Saving Paper via the word The

Making news recently was the idea (from an American teen) that simply using Garamond as the main government font, millions of dollars could be saved:

Using the General Services Administration’s estimated annual cost of ink — $467 million — Suvir concluded that if the federal government used Garamond exclusively it could save nearly 30% — or $136 million per year. An additional $234 million could be saved annually if state governments also jumped on board, he reported.

Unfortunately the readability of printed Garamond means this idea is unlikely to be adopted.

But here’s another idea that will not only save in print costs, it will also massively reduce the bandwidth associated with online writing:

Abbreviate the world the to just “t”. 

I am convinced that adjusting to this reduction would be quick and painless. Try it:

T quick brown fox jumps over t lazy log.

 

Wearable Tech: Google Glass Will Fail, Others Will Win

In the latest issue of Wired is an excellent article on wearable tech, like Google Glass, Pebble and so on.

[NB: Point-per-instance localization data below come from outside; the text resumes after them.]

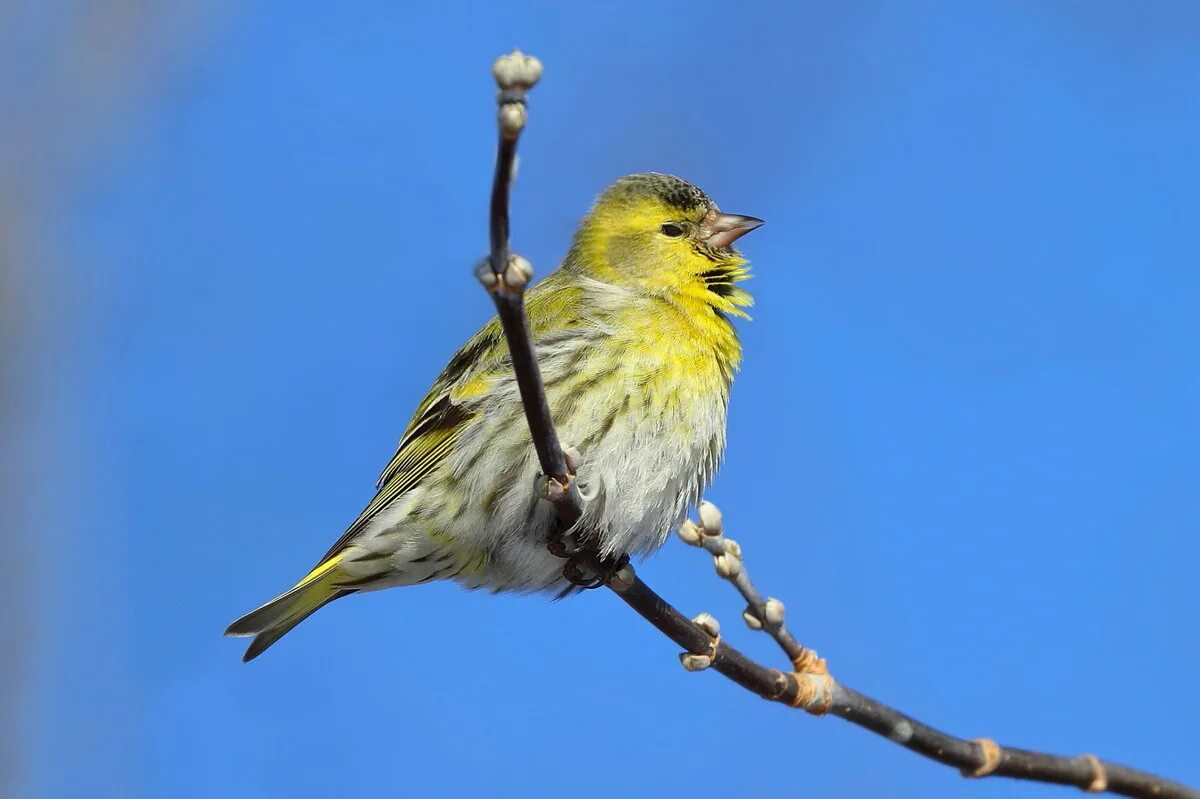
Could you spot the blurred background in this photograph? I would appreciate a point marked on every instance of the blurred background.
(235, 245)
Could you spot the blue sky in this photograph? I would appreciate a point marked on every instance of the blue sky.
(965, 444)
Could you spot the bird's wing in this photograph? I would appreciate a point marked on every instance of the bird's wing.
(435, 427)
(443, 415)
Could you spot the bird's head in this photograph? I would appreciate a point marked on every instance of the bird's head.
(661, 235)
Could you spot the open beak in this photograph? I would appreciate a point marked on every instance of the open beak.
(726, 228)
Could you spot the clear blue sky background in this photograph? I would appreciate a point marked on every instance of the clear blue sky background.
(965, 445)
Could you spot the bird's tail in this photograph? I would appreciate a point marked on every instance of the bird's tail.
(273, 620)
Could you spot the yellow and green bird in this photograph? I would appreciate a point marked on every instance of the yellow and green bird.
(637, 349)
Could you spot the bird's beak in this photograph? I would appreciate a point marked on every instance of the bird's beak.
(726, 228)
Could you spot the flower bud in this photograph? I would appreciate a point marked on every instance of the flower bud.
(726, 566)
(516, 70)
(711, 518)
(519, 271)
(707, 623)
(689, 533)
(774, 612)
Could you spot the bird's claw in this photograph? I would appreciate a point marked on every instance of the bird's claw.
(585, 571)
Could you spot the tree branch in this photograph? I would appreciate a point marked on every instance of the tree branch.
(808, 684)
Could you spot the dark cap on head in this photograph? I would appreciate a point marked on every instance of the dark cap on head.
(673, 191)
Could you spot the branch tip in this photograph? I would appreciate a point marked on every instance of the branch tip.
(689, 533)
(516, 71)
(774, 612)
(727, 566)
(711, 518)
(708, 623)
(695, 662)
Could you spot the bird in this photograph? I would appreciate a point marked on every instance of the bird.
(636, 342)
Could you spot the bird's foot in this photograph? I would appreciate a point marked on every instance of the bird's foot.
(586, 570)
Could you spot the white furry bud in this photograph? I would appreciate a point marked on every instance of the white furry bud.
(511, 119)
(516, 71)
(711, 518)
(726, 566)
(519, 272)
(708, 623)
(689, 533)
(774, 612)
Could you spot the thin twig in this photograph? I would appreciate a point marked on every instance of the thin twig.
(809, 686)
(766, 614)
(515, 74)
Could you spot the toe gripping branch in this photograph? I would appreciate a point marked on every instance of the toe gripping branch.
(586, 566)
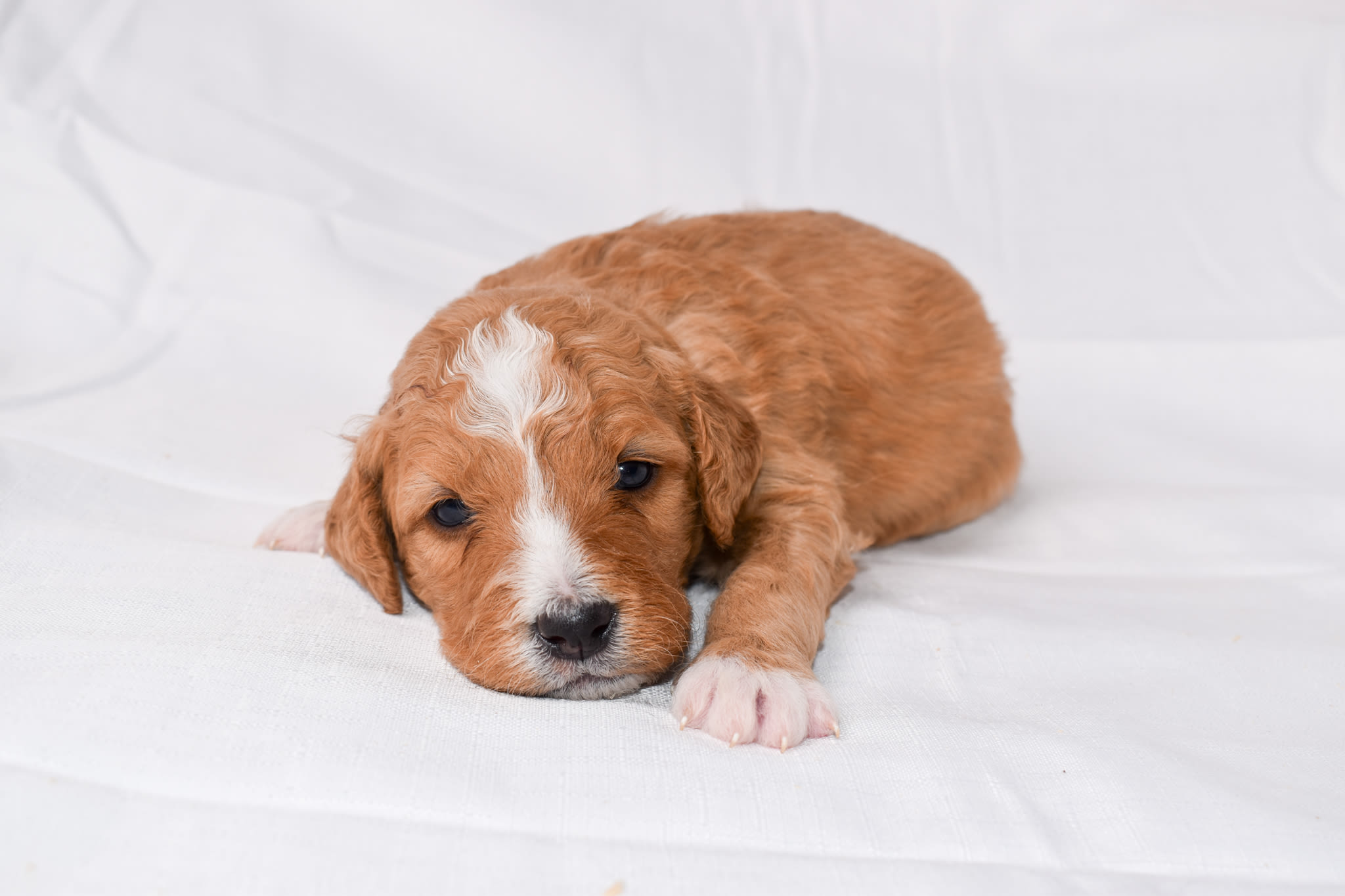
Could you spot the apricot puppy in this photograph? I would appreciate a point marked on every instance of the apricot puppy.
(766, 393)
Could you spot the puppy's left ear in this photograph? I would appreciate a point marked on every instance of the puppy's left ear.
(728, 456)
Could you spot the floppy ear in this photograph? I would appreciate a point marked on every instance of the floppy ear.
(357, 530)
(728, 449)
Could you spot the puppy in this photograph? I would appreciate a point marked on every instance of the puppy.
(766, 393)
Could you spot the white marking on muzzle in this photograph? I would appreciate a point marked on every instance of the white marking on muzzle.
(508, 366)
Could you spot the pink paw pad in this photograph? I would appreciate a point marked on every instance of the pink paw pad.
(298, 530)
(743, 704)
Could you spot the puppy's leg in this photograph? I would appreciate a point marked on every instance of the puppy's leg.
(296, 530)
(753, 680)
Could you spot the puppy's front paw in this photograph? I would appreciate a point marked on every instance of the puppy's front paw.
(296, 530)
(738, 703)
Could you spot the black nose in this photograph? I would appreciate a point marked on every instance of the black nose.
(580, 631)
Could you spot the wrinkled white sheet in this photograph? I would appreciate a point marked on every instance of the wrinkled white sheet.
(219, 222)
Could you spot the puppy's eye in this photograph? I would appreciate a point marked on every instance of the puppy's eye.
(634, 475)
(451, 512)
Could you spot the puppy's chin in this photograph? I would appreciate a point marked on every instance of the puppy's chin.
(588, 687)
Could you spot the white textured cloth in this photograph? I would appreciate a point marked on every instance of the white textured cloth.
(221, 222)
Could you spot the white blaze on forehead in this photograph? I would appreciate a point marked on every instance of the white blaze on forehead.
(549, 566)
(508, 367)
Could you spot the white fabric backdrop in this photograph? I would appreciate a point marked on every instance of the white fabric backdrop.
(219, 223)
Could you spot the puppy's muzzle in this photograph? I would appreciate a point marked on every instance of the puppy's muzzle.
(577, 631)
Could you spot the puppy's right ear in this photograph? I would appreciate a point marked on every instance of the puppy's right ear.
(358, 534)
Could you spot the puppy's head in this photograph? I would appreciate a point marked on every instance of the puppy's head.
(542, 475)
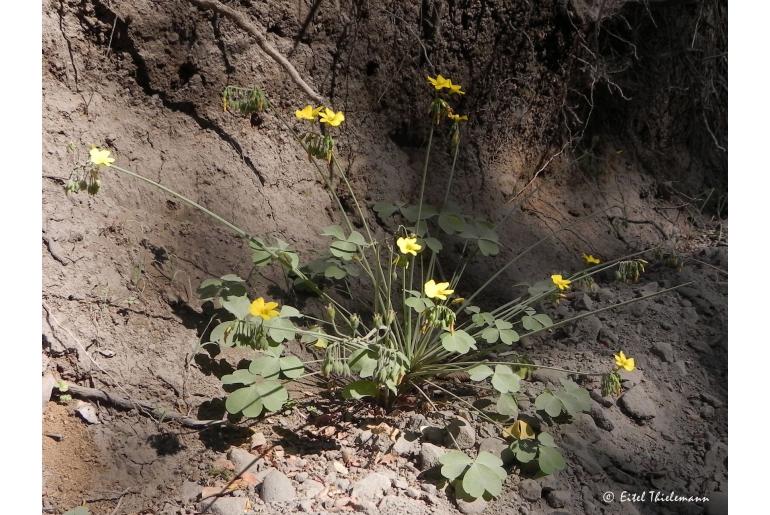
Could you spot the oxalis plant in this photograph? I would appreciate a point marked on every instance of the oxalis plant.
(397, 317)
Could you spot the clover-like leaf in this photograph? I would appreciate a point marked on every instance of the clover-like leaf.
(486, 474)
(360, 389)
(479, 372)
(548, 403)
(459, 341)
(505, 380)
(454, 464)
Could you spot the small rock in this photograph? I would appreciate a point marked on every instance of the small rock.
(405, 446)
(225, 506)
(276, 487)
(243, 460)
(430, 455)
(664, 350)
(258, 440)
(188, 491)
(312, 488)
(497, 447)
(87, 412)
(49, 381)
(530, 490)
(461, 433)
(471, 506)
(370, 487)
(638, 404)
(222, 463)
(558, 498)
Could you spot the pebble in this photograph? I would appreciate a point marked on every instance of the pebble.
(530, 490)
(224, 506)
(276, 487)
(638, 404)
(243, 460)
(429, 455)
(460, 432)
(370, 487)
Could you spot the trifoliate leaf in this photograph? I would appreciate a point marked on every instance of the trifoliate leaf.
(459, 341)
(479, 372)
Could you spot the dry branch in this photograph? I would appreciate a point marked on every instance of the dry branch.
(257, 34)
(94, 394)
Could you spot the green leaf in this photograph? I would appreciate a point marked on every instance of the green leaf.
(334, 272)
(433, 244)
(343, 250)
(479, 372)
(506, 405)
(246, 400)
(486, 474)
(240, 376)
(454, 464)
(273, 395)
(335, 231)
(266, 366)
(546, 439)
(488, 248)
(524, 450)
(550, 460)
(238, 306)
(508, 336)
(363, 361)
(548, 403)
(357, 239)
(505, 380)
(292, 367)
(490, 334)
(459, 341)
(360, 389)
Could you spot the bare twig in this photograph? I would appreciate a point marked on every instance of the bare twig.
(257, 34)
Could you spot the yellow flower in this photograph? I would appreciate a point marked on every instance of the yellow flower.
(101, 156)
(408, 246)
(264, 310)
(437, 290)
(307, 113)
(441, 82)
(332, 118)
(520, 430)
(457, 118)
(559, 281)
(621, 361)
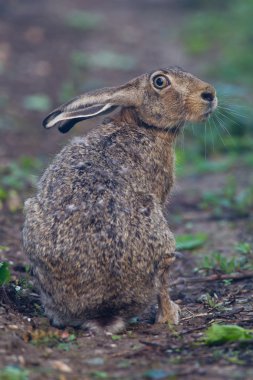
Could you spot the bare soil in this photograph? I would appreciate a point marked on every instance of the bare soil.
(35, 47)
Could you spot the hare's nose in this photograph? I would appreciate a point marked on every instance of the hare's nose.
(208, 96)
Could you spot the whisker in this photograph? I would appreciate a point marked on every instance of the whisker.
(217, 129)
(222, 124)
(232, 111)
(227, 117)
(210, 127)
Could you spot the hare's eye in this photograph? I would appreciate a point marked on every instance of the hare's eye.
(161, 82)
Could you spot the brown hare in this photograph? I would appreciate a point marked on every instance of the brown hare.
(95, 232)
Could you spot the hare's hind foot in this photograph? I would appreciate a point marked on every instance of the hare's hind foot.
(168, 313)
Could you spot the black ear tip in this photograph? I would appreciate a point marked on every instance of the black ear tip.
(52, 115)
(65, 126)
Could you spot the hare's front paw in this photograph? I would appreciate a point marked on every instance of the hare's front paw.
(170, 314)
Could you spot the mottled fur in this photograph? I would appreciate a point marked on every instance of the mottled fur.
(95, 232)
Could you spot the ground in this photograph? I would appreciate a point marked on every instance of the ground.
(36, 52)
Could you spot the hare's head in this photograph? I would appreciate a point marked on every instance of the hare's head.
(165, 98)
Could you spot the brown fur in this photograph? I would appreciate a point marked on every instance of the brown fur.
(95, 232)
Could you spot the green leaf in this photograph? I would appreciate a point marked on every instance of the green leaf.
(13, 373)
(37, 102)
(190, 241)
(5, 274)
(116, 337)
(159, 374)
(83, 20)
(219, 334)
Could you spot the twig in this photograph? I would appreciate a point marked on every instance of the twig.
(195, 316)
(214, 277)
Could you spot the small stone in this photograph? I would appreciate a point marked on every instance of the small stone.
(61, 366)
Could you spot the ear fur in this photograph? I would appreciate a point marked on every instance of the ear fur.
(67, 120)
(92, 104)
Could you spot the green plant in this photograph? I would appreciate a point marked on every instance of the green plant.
(244, 248)
(190, 241)
(211, 302)
(229, 199)
(13, 373)
(220, 334)
(83, 20)
(220, 263)
(5, 274)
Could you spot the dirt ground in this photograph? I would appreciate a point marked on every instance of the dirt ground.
(35, 48)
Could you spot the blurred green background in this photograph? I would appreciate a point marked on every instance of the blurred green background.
(52, 51)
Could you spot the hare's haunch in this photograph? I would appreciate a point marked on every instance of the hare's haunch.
(95, 232)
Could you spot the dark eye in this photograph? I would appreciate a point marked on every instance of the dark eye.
(161, 82)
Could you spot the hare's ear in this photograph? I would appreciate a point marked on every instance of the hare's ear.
(89, 105)
(65, 120)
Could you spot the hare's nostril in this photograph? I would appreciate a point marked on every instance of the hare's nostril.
(207, 96)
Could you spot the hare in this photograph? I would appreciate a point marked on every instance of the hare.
(95, 233)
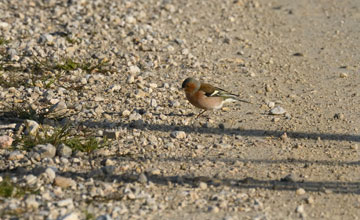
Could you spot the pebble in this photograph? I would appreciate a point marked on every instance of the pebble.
(16, 155)
(354, 146)
(125, 113)
(30, 179)
(142, 178)
(300, 209)
(70, 216)
(50, 173)
(5, 141)
(278, 110)
(46, 38)
(300, 191)
(343, 75)
(64, 182)
(66, 202)
(133, 70)
(271, 104)
(202, 185)
(45, 150)
(130, 79)
(31, 202)
(114, 88)
(104, 217)
(32, 127)
(153, 103)
(64, 151)
(112, 134)
(178, 134)
(59, 109)
(310, 200)
(213, 209)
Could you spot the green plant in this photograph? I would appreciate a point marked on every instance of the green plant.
(11, 190)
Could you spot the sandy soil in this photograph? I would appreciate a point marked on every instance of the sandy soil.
(241, 162)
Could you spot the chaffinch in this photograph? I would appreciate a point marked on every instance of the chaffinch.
(206, 96)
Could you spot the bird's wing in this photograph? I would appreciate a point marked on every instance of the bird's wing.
(212, 91)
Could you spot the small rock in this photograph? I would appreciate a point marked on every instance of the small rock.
(213, 209)
(300, 191)
(70, 216)
(300, 209)
(178, 134)
(174, 103)
(134, 70)
(268, 88)
(153, 85)
(5, 141)
(202, 185)
(142, 178)
(153, 103)
(339, 116)
(108, 162)
(278, 110)
(31, 202)
(114, 88)
(64, 151)
(354, 147)
(288, 178)
(99, 99)
(64, 182)
(4, 25)
(271, 104)
(111, 134)
(32, 127)
(130, 79)
(125, 113)
(59, 109)
(50, 174)
(66, 202)
(343, 75)
(130, 19)
(47, 150)
(30, 179)
(16, 155)
(310, 200)
(284, 137)
(104, 217)
(46, 38)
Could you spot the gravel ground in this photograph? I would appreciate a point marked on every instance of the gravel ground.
(93, 124)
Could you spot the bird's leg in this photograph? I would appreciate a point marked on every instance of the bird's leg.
(200, 113)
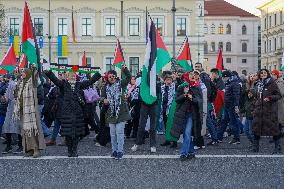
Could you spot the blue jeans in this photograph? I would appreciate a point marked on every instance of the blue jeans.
(117, 136)
(56, 129)
(229, 117)
(45, 130)
(248, 128)
(211, 125)
(187, 145)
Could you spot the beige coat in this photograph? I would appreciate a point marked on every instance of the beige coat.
(280, 83)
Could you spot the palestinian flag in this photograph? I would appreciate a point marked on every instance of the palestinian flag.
(118, 59)
(9, 62)
(219, 100)
(28, 39)
(23, 61)
(156, 58)
(84, 61)
(184, 58)
(282, 65)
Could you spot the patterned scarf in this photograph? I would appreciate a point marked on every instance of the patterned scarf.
(114, 97)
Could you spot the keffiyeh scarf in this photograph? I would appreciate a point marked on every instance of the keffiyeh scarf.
(113, 93)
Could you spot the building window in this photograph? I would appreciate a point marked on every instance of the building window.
(220, 45)
(213, 29)
(205, 29)
(275, 44)
(228, 29)
(110, 26)
(134, 65)
(181, 26)
(133, 26)
(228, 47)
(228, 60)
(86, 26)
(205, 47)
(244, 47)
(108, 63)
(221, 29)
(89, 62)
(212, 47)
(38, 23)
(159, 22)
(14, 26)
(244, 30)
(62, 26)
(62, 60)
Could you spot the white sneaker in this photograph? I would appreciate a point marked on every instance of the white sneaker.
(134, 148)
(153, 150)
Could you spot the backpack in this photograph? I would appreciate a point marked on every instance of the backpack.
(91, 95)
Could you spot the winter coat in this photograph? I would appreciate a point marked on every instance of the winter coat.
(181, 114)
(265, 115)
(280, 84)
(72, 120)
(123, 115)
(232, 93)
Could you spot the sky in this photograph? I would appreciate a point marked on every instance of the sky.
(248, 5)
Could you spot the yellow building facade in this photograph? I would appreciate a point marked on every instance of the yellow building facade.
(97, 23)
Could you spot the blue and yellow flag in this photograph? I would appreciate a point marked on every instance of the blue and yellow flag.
(62, 46)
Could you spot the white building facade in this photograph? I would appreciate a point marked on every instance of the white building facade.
(236, 34)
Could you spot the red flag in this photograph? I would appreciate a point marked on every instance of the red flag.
(84, 62)
(73, 28)
(23, 61)
(119, 59)
(219, 64)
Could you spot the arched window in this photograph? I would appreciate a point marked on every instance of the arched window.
(205, 47)
(220, 45)
(244, 30)
(221, 29)
(213, 29)
(228, 29)
(205, 29)
(228, 47)
(244, 47)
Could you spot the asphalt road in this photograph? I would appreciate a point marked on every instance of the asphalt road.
(233, 166)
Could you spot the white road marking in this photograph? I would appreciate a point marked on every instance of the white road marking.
(139, 157)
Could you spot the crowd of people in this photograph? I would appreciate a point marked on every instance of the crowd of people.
(190, 104)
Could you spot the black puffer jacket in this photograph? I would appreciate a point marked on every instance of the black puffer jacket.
(181, 113)
(72, 119)
(232, 93)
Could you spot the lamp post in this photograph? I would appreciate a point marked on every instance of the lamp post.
(49, 36)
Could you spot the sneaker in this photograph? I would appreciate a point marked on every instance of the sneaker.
(114, 154)
(7, 150)
(153, 150)
(190, 156)
(18, 151)
(183, 157)
(119, 156)
(235, 141)
(134, 148)
(212, 143)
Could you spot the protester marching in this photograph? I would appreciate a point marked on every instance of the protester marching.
(186, 104)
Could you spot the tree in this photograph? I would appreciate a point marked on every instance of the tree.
(3, 28)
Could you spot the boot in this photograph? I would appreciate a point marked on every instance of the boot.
(75, 147)
(255, 147)
(36, 153)
(277, 148)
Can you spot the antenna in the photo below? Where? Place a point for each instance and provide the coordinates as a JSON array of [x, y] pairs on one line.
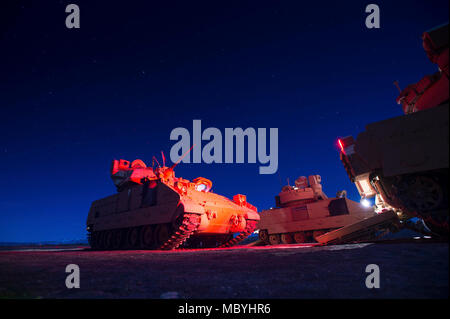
[[153, 161], [181, 158], [398, 87], [164, 159], [279, 177]]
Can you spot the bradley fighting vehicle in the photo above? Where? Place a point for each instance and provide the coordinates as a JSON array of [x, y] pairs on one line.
[[153, 209], [304, 212], [403, 161]]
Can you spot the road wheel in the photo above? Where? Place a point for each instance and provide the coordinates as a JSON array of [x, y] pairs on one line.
[[162, 234], [133, 238], [147, 237], [264, 236], [274, 239], [287, 239], [300, 237], [421, 194]]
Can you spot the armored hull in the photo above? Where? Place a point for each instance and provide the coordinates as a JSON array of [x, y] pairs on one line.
[[403, 161], [156, 210], [304, 212]]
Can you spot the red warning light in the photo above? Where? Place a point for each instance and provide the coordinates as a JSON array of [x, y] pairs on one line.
[[341, 145]]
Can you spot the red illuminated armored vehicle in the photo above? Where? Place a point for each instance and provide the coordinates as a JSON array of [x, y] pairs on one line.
[[403, 161], [304, 213], [153, 209]]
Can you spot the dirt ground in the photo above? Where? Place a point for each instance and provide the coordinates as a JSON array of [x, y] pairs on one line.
[[407, 270]]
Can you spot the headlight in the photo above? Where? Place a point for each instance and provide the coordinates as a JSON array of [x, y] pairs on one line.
[[365, 202], [201, 187]]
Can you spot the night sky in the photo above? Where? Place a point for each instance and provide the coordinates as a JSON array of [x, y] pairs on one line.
[[74, 99]]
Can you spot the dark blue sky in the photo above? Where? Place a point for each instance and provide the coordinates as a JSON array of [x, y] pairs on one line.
[[73, 100]]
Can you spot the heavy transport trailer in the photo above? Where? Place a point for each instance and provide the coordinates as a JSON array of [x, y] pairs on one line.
[[403, 163], [366, 229], [153, 209], [304, 212]]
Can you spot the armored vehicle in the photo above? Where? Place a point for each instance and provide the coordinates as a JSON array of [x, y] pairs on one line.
[[303, 212], [153, 209], [403, 161]]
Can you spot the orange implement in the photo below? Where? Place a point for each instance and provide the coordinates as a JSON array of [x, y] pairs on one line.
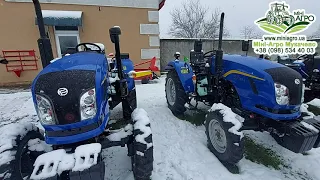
[[152, 69]]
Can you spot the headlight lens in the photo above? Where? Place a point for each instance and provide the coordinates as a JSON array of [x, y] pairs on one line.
[[45, 111], [88, 106], [282, 94]]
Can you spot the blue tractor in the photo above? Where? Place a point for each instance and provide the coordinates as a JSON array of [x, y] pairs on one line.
[[73, 97], [309, 68], [245, 93]]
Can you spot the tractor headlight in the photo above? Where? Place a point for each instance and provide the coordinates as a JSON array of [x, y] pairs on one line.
[[282, 94], [45, 111], [88, 106]]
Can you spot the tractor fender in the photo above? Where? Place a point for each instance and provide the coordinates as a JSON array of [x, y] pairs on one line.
[[185, 73]]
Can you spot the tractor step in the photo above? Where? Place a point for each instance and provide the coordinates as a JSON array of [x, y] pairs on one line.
[[316, 125], [298, 138]]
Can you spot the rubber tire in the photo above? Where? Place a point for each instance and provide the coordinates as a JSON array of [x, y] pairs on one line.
[[132, 98], [178, 107], [142, 166], [13, 167], [310, 95], [145, 81], [233, 153]]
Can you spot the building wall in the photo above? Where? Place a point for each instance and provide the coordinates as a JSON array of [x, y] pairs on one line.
[[139, 25], [184, 46]]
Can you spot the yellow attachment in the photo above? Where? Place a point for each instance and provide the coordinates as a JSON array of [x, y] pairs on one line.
[[139, 74]]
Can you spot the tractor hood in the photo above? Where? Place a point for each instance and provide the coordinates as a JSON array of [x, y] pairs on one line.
[[75, 74], [79, 61], [252, 62]]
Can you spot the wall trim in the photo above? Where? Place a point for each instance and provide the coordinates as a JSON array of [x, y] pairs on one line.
[[153, 16], [152, 4], [149, 29], [148, 54]]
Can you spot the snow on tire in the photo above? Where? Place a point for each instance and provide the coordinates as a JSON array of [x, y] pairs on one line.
[[142, 159], [15, 158], [222, 130]]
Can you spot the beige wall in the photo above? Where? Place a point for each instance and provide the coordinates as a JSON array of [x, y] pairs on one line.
[[19, 32]]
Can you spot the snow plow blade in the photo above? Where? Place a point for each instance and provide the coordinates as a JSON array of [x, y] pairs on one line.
[[300, 137]]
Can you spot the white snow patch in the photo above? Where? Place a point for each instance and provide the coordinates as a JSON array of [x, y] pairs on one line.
[[309, 126], [315, 102], [186, 105], [141, 119], [61, 14], [229, 116], [140, 153], [67, 162], [122, 133], [54, 60], [39, 145], [50, 162], [112, 80], [8, 139], [86, 152]]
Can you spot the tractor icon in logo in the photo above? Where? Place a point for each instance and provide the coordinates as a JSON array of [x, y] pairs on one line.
[[279, 15]]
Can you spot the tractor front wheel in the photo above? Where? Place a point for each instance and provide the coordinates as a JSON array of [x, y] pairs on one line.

It seems to me that the winners are losers of the near future are quite easy to predict, due to one important factor – wearable tech is hard to hide (for now).

However gorgeous a Bluetooth earpiece, it fundamentally says that its wearer might need to make or receive a call at any time—and for most people, that’s not a cool message to send. It makes the wearer look like they jump at the world’s beck and call rather than engaging with it on their own terms.

Bluetooth earpieces haven’t taken off. For example, sales were predicted to grow by just 3% in 2012. By comparison, corded headphones for listening to music are a recent success story. What’s the difference? Well, as is pointed out above, it comes down to your social environment. Bluetooth earpieces are fine when you are pacing about solo in your office, but unacceptable for a dinner date. Corded headphones are only used when you are in solo mode and not socially interacting.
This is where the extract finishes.